The data processing agreement (DPA) incorporated into the terms of service constitutes, by itself, the contractual safeguard mechanism for transfers between the customer and Zentia Labs, since it incorporates obligations, guarantees, and rights equivalent to those provided by the safeguards above. For additional transfers to subprocessors, Zentia Labs relies on the DPAs and transfer clauses published by those providers.

• Leads, forms, and B2B sales communications: up to 24 months from the last interaction, unless there is an objection or a contract is signed.
• Account, contract, and billing data: while the commercial relationship exists and afterwards for the periods required by law (6 years for tax and accounting records in most jurisdictions).
• Operational booking, contract, and driver data: according to customer configuration and instructions, technical backup windows, and the agreed deletion process.
• Damage photographs: according to customer instructions and applicable claim periods.
• Support tickets: usually up to 3 years after case closure.
• Security and access logs: usually up to 12 months, unless investigation or reinforced retention is required.

• We apply reasonable technical and organizational measures, including role-based access controls (RBAC), encryption in transit, event logging, and vendor review.
• Internal data access is limited to authorized personnel with a functional need and confidentiality obligations.
• Each customer company data is isolated at tenant level, ensuring no operator can access another operator data.
• The processor relationship for customer operational data is governed through contract and the applicable data processing agreement, including subprocessors and security commitments.

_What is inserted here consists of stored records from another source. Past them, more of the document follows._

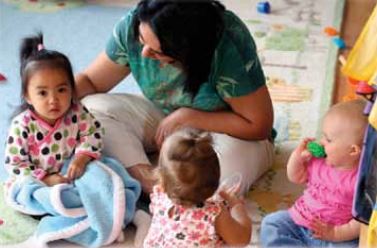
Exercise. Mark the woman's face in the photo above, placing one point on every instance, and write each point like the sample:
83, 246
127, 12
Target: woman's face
151, 45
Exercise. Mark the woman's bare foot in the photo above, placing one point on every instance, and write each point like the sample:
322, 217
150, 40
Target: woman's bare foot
144, 174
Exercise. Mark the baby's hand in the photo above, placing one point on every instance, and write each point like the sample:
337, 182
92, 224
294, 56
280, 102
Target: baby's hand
303, 153
75, 170
231, 199
54, 179
322, 230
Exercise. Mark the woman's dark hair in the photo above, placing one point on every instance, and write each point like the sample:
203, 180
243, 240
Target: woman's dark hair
188, 31
33, 57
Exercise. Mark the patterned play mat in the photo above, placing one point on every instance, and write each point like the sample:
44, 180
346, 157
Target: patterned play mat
299, 61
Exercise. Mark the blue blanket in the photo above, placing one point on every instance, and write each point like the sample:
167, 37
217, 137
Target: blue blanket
91, 212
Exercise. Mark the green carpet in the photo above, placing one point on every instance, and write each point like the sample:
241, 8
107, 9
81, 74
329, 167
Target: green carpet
14, 226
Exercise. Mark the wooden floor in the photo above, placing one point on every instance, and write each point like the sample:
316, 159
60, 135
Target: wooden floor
356, 14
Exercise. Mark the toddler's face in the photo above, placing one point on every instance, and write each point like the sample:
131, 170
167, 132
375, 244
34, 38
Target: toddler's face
50, 93
336, 141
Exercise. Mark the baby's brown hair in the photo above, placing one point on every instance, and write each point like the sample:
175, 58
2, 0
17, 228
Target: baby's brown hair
189, 169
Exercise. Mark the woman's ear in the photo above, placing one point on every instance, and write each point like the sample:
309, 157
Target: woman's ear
355, 150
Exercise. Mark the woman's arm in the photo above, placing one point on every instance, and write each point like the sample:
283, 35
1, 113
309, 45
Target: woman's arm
100, 76
251, 118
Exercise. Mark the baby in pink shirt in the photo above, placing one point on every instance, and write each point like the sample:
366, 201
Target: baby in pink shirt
322, 216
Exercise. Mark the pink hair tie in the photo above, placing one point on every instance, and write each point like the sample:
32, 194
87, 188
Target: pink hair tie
40, 47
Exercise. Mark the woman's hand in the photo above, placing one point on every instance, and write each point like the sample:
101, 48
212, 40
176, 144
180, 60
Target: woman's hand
176, 120
323, 231
53, 179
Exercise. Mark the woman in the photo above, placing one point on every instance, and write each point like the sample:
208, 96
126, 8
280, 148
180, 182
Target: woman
197, 65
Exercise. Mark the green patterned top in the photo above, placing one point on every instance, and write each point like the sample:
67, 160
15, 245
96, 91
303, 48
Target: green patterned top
235, 70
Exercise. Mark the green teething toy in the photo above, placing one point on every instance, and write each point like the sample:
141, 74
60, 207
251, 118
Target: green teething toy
316, 149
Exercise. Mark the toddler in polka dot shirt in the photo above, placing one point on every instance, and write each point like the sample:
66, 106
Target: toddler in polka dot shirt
50, 127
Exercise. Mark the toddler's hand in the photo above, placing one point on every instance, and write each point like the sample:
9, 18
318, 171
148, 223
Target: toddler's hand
231, 198
75, 170
322, 230
54, 179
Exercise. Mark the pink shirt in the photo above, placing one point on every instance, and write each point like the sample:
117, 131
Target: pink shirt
328, 195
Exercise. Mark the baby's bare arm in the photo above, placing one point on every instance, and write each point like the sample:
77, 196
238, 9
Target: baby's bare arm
233, 224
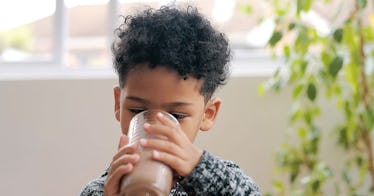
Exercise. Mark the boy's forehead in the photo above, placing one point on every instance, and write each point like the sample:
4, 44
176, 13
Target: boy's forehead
161, 78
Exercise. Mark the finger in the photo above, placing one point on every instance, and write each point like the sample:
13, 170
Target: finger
126, 159
162, 145
129, 149
123, 140
161, 130
165, 120
112, 183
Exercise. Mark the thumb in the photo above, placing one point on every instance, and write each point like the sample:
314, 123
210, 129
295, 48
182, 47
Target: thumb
123, 140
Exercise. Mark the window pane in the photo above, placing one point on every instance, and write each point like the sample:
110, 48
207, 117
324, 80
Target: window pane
88, 40
26, 30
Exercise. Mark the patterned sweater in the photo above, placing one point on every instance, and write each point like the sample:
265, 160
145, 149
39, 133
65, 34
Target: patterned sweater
211, 176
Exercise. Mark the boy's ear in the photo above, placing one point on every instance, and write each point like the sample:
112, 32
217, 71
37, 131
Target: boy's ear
117, 96
210, 114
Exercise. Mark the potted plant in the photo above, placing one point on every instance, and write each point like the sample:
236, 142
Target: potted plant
336, 64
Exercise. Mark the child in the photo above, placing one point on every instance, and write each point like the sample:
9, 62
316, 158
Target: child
172, 60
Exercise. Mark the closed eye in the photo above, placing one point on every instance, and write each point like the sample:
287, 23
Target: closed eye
135, 110
178, 115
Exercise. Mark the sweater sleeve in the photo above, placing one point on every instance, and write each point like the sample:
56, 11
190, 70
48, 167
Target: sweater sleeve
213, 176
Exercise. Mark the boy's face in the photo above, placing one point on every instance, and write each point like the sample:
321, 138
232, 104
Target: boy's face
162, 88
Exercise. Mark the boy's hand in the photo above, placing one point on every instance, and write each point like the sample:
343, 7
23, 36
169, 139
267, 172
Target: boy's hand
123, 163
177, 151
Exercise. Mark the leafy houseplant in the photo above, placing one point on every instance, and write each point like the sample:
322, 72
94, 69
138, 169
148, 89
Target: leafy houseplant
337, 64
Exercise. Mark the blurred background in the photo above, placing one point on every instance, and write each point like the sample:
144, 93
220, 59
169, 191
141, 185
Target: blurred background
57, 126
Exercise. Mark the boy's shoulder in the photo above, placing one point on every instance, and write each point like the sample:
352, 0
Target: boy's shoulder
95, 187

Where applicable, you may exercise rights of access, rectification, erasure, objection, restriction, and portability with respect to data that we process as our own controller.

If the request relates to driver or end-customer data entered by a car rental company in RaX, the primary route should be that company as controller. Nevertheless, data subjects may also direct their requests subsidiarily to Zentia Labs; in that case we will forward the request to the customer without undue delay and assist with its resolution in our role as data processor.

• Requests about leads, accounts, billing, support, or use of our websites: contact us at privacy@raxmobility.com.
• Requests about bookings, contracts, or driver data managed by a car rental company: contact that company first.

We may update this policy to reflect legal, technical, or product changes. The current version will be published on this page together with its last update date.